The companies have worked together since 2008 in a pair of strategic drug discovery alliances. The first was announced in September 2008, focused on the discovery, development and marketing of novel kinase-targeted therapeutics for inflammatory diseases. The alliance gained GSK access to Cellzome's Kinobeads technology, and set Cellzome up to be eligible for several success-based milestone payments. The second alliance was announced in March 2010, also focused on inflammatory diseases, and gained GSK exclusive access to Cellzome's Episphere technology. The acquisition will allow GSK to apply Cellzome's technology platforms across its entire portfolio, rather than just in immunoinflammatory disease indications.

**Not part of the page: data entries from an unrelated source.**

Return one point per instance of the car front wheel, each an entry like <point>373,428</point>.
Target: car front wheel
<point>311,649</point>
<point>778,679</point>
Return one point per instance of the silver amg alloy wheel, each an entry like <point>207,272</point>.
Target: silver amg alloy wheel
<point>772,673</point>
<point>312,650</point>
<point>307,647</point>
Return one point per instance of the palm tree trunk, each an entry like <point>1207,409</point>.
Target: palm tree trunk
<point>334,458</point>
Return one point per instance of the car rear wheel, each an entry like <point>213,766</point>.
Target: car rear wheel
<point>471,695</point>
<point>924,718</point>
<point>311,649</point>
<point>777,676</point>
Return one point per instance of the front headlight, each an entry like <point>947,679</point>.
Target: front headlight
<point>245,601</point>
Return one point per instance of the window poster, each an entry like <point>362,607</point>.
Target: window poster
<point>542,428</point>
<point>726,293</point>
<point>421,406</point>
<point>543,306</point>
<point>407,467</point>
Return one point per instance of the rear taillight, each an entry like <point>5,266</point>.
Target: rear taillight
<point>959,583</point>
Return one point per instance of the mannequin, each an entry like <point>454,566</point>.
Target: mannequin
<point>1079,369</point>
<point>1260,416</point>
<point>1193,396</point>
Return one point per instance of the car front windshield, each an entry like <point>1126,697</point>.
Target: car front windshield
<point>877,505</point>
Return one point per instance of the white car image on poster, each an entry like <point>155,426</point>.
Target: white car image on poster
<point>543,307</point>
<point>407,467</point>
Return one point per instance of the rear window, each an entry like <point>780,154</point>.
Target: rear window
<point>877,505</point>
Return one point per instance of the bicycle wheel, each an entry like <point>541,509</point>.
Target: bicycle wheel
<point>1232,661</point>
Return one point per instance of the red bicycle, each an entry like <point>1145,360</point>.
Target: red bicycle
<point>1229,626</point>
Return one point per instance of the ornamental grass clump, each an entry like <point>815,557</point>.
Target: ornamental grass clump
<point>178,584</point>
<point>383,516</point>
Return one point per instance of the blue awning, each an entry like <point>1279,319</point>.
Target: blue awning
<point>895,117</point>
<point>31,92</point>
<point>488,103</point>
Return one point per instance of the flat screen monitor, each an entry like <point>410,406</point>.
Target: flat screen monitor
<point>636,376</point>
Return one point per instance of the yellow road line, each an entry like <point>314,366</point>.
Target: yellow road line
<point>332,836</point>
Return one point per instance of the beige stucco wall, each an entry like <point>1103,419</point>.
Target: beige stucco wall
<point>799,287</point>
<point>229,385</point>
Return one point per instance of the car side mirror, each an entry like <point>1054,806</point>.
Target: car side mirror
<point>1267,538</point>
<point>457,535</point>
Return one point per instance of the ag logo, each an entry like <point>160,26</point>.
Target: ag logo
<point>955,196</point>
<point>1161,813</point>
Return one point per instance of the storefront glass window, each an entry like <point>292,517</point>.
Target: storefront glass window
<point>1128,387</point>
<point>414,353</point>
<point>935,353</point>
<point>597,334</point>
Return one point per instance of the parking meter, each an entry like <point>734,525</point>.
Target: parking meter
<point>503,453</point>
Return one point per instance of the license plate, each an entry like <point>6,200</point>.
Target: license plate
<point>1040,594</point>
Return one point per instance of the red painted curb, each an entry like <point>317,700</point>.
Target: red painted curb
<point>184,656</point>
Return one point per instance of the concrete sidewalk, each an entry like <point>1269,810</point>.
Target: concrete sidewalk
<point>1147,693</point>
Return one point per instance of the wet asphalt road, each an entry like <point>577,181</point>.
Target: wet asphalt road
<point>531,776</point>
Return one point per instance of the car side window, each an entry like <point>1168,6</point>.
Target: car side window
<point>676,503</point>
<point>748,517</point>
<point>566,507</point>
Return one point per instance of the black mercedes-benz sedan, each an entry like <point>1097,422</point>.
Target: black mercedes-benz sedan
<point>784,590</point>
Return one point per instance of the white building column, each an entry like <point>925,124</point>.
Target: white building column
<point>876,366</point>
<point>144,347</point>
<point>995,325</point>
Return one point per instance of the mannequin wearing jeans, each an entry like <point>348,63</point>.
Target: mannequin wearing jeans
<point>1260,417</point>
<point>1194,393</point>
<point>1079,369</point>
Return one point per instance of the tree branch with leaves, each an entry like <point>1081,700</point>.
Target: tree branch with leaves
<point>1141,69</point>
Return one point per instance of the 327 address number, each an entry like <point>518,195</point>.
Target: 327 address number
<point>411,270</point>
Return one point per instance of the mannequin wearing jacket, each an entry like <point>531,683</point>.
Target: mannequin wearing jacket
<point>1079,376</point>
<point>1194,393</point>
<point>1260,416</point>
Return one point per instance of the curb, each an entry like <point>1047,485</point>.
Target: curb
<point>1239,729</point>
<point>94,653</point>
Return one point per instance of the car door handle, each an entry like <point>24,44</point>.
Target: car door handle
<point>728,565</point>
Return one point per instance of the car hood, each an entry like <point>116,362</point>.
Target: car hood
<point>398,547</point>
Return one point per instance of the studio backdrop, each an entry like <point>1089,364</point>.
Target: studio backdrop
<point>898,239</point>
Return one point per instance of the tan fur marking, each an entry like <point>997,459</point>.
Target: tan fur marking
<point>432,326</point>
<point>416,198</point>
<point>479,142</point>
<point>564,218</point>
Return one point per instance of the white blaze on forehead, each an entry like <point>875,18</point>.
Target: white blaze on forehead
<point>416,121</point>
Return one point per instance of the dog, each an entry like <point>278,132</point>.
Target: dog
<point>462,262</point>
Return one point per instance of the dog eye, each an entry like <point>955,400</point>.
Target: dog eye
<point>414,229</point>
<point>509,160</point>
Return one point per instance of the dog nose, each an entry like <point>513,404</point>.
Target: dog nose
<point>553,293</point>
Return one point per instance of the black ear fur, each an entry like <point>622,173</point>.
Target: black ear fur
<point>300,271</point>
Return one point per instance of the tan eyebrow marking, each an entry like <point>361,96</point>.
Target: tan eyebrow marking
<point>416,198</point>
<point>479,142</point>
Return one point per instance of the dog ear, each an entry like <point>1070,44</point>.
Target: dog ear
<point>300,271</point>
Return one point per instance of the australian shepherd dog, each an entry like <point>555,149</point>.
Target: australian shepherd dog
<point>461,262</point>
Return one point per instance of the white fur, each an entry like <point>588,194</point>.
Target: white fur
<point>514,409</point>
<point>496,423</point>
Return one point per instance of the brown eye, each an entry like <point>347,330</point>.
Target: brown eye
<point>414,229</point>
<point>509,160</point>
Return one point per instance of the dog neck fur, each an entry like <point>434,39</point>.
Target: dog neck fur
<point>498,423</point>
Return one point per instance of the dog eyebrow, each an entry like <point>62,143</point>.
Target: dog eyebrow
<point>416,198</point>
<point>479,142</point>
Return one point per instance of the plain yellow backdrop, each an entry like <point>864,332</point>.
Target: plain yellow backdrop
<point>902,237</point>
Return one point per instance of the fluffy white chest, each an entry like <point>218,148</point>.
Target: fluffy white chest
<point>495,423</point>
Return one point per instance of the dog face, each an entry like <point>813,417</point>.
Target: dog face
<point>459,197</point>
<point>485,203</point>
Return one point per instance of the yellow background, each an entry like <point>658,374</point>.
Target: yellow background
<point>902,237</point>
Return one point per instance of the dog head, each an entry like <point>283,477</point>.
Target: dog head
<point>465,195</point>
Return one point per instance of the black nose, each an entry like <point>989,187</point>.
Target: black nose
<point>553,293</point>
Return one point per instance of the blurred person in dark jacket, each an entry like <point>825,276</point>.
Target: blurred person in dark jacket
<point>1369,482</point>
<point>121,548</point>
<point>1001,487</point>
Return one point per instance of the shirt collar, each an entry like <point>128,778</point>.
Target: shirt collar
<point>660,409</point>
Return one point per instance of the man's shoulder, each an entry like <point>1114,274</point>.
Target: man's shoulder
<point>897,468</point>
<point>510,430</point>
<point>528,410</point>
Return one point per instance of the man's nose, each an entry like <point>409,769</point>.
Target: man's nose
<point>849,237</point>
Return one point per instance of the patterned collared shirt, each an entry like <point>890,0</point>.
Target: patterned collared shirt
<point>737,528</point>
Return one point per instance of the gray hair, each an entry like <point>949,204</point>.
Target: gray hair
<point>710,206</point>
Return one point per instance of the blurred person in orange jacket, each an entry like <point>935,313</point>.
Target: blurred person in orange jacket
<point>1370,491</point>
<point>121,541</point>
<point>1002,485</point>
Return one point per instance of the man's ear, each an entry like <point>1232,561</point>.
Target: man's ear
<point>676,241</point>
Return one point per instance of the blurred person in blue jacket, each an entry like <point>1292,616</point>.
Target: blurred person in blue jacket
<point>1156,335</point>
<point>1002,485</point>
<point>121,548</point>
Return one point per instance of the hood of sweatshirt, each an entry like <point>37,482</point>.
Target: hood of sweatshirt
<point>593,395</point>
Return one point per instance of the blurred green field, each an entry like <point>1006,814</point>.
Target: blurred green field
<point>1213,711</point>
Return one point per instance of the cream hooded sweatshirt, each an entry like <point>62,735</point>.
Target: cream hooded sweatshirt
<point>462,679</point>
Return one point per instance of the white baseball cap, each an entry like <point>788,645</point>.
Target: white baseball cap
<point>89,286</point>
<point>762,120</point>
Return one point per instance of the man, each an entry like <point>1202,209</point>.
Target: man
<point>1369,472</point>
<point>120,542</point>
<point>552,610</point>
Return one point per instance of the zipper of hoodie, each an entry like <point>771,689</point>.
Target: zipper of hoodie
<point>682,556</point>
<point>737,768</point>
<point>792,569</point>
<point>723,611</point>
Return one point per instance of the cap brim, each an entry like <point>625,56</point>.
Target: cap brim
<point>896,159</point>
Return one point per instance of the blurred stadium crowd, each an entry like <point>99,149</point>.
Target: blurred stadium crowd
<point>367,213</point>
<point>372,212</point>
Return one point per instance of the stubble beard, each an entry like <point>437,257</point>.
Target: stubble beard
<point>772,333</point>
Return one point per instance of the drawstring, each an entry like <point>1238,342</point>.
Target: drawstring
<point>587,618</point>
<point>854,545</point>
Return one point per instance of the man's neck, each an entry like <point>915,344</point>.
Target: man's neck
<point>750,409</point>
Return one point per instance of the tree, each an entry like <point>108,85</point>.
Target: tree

"We are pleased to announce this transaction, which will enable GSK to progress the technologies that we have been developing for more than a decade," Tim Edwards, CEO of Cellzome, said in the news release announcing the deal. "This follows nearly four years of successful collaboration with GSK, during which time we demonstrated the value and breadth of the Cellzome platform for drug discovery."
Zacks Investment Research acknowledged the likelihood that adding Cellzome's proteomics technologies would enable better analysis of a drug's efficacy and safety profile, thus reducing the number of discontinued candidates in development phases for GSK, but the prospect of folding Cellzome into GSK's R&D organization and spinning off a new company did nothing to change Zacks' "Neutral" rating on GSK.
As Zacks notes, "a major part of Glaxo's revenues will be exposed to generic competition as multiple drugs are scheduled to lose exclusivity in the next few years.We expect the company's top line as well as gross margins to remain under pressure in the coming quarters."
In addition to generic competition, U.S. healthcare reform and E.U. pricing pressure will continue to affect sales, notes Zacks, which seems more focused on
Glaxo's recent hostile bid to acquire the outstanding shares of Human Genome Sciences Inc. as opposed to the Cellzome deal. As Zacks notes, that acquisition would gain
Glaxo exclusive rights to Benlysta as well as other candidates such as darapladib and albiglutide. "The acquisition will raise the returns on research and development expenses for Glaxo and lead to cost synergies of minimum $200 million by 2015. We believe this potential takeover would be accretive for the company from 2013," Zacks says.